Person Two: We are all Allie Brosh!
Person Three: We are all Allie Brosh!
And so on. It didn’t sit right with me, because I couldn’t agree. I’ve been dealing with severe and increasingly severe depression since I was a young teenager, and I have never in my life had a corn moment. I’m currently in the middle (start?) of a depressive episode on the back of a month of mixed episode badness, and I felt even more depressed seeing that. Part of Bipolar II is knowing that one is likely to have increasingly severe depressive episodes until they either die, or off themselves. We are not all Allie Brosh. We have not all (and might never) have a corn moment.

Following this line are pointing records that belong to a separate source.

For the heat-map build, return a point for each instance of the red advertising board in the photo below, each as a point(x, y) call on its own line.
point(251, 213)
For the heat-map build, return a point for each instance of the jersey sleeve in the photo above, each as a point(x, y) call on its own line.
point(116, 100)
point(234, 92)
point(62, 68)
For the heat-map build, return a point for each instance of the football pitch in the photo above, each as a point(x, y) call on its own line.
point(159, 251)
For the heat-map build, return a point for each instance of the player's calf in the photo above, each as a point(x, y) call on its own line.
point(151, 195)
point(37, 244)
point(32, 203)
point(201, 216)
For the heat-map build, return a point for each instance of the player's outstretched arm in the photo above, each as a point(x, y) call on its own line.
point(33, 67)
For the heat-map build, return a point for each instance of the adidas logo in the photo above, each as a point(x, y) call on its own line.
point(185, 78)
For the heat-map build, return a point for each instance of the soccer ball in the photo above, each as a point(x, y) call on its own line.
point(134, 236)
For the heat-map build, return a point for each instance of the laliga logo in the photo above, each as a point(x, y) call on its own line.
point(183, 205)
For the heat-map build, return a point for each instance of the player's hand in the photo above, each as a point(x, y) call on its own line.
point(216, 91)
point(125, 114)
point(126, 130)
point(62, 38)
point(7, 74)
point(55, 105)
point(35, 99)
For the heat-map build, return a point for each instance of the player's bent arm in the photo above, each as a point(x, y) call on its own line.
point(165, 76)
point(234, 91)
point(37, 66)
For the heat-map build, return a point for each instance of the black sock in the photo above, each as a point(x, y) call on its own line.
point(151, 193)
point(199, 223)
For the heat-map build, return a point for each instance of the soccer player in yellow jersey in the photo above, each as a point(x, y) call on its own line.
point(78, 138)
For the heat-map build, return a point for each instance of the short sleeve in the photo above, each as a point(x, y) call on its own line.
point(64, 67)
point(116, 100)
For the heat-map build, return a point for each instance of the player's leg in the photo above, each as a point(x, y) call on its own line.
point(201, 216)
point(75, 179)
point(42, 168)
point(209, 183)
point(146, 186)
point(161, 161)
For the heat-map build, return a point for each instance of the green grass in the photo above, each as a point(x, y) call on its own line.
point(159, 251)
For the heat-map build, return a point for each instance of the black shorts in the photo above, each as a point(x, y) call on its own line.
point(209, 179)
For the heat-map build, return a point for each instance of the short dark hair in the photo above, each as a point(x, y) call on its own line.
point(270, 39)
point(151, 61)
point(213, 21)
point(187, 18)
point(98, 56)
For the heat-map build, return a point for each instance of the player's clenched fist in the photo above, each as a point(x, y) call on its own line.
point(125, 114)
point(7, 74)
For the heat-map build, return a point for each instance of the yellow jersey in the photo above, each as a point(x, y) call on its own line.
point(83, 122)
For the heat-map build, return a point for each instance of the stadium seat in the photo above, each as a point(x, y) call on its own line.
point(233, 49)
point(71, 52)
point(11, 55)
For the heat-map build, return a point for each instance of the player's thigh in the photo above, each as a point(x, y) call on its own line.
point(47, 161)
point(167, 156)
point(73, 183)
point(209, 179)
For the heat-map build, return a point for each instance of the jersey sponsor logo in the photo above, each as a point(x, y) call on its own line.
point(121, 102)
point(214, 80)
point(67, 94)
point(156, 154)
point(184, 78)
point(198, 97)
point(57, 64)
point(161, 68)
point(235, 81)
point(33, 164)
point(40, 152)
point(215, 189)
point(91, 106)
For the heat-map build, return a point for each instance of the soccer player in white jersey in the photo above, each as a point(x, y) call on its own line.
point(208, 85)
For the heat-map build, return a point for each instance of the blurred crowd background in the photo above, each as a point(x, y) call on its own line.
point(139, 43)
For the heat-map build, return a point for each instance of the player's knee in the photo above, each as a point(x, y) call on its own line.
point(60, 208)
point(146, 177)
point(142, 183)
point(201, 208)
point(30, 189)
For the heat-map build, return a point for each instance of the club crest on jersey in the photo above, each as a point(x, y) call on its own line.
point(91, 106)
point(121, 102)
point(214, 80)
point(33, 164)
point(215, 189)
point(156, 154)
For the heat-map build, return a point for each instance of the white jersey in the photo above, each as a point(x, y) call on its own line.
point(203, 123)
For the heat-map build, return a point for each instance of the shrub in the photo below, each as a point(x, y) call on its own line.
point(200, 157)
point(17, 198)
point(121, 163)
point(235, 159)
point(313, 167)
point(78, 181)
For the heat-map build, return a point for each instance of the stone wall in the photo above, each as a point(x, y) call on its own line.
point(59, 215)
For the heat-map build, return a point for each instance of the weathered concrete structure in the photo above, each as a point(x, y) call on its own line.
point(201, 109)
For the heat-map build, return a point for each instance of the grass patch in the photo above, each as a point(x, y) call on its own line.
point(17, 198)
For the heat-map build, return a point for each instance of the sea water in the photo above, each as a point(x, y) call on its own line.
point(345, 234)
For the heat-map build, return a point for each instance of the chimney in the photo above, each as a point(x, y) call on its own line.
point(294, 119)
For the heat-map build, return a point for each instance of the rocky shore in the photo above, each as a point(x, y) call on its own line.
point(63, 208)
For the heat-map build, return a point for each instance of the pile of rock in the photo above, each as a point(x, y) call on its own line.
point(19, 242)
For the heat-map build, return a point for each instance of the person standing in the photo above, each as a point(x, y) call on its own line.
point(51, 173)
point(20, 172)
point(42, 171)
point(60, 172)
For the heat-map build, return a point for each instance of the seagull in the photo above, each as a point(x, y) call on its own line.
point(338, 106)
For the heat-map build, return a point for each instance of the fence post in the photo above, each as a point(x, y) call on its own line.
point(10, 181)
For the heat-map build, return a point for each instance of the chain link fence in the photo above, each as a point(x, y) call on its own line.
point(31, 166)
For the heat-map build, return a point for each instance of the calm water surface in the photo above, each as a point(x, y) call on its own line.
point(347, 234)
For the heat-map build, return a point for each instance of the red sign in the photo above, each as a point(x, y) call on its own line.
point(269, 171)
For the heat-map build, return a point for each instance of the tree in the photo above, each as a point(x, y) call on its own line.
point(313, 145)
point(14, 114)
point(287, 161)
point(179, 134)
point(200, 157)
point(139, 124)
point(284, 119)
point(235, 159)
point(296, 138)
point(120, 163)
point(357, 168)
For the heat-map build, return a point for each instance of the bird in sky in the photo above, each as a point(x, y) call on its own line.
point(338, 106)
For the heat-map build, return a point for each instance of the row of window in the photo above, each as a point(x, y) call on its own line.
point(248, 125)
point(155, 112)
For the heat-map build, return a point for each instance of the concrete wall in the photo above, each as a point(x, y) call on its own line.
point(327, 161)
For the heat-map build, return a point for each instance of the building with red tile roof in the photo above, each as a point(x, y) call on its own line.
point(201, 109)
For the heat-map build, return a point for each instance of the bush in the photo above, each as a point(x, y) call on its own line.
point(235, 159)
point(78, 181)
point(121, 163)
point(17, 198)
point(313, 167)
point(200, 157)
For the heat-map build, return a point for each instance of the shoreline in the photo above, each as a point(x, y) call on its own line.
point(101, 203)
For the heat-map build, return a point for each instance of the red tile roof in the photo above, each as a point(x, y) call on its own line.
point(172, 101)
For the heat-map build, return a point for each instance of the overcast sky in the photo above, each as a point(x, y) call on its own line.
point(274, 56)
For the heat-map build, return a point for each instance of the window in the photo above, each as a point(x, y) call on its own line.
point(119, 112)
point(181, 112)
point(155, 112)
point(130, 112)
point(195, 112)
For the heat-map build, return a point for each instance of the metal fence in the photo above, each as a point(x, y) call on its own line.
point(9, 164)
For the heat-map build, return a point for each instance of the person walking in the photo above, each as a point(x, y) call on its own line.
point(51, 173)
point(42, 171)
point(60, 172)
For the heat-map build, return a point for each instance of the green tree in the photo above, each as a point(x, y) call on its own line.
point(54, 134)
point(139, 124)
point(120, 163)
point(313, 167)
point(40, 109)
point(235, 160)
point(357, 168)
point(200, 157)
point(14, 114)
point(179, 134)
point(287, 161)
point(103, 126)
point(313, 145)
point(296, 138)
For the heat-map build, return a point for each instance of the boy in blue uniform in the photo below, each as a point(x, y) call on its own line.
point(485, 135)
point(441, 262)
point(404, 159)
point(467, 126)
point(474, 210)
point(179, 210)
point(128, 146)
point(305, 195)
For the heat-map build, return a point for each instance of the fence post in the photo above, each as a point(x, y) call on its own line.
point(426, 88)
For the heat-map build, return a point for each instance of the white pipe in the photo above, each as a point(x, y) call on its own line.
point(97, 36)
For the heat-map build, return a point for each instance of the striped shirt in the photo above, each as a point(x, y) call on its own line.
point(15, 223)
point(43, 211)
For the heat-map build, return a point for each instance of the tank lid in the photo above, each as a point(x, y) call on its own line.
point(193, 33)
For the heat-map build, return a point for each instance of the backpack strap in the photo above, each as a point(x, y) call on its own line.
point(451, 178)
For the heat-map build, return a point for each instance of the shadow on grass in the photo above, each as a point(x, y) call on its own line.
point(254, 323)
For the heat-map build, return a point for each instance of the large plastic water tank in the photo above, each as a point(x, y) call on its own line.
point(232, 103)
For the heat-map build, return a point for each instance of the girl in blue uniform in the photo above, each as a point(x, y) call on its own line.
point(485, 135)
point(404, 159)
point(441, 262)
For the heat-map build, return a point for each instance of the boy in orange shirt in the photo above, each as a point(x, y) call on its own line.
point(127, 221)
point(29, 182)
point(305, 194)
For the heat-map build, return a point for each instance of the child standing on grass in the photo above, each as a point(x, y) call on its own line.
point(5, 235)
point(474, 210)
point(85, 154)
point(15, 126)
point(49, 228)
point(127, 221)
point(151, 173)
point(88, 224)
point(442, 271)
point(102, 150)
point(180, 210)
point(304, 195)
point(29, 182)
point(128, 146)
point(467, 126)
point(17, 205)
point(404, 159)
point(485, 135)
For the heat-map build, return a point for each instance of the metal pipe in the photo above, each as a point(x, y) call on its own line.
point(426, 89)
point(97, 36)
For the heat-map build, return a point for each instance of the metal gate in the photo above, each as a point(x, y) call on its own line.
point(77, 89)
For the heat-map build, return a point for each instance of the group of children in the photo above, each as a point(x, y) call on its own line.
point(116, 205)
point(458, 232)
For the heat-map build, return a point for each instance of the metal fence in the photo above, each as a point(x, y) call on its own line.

And then I felt a bit angry — while I am definitely glad that people identify in a meaningful way, it makes me feel marginalized for not having the same experience. One thing that I have certainly not felt since getting involved with other mental health bloggers is marginalized; I feel that we do a fantastic job supporting each other and accepting that we all have our experiences, and that we certainly accept that and spread the love as we may. I certainly do not denigrate her experience — it is hers to share as she sees fit, and like us, it is wonderful if it makes folks feel better/less alone.
But the problem with where she stands is that people ARE rushing to treat her experience as -everyones’- experience, and that is simply not the case. And in that, I am wary of people trying to force her into being the role model for mental health/illness/depression. I’m probably not the only one who would be concerned by that combination. I know for me, it took a lot of hard work and effort and trying to make myself stand up and share my experience, and be able to say that my feelings are valid; I don’t want the crowd to take one person’s (whether it be mine or anyone else’s) experience and act as if it is the ‘the one’, the only one. I am sure that she would feel the same way if the roles were switched and she were in my shoes, because she is an intelligent, clever, hilarious person with a lot of good things to say and who says them very well. There is very obviously a brain working in that wonderful head.
So no, I don’t blame Allie Brosh for what is happening. I still think that she is a fantastic writer and doodler, and I admire her greatly and would happily give her hugs and chocolate and coffee (I might fight her for the Skittles though. Bitches love Skittles). Nor am I upset that people identify with her. Just remember that in your excitement, you’re telling other people that they’re wrong because their experience is different to yours (and a lot of them won’t have the spoons to tell you so). We are not all Allie Brosh, even if most of us love her too.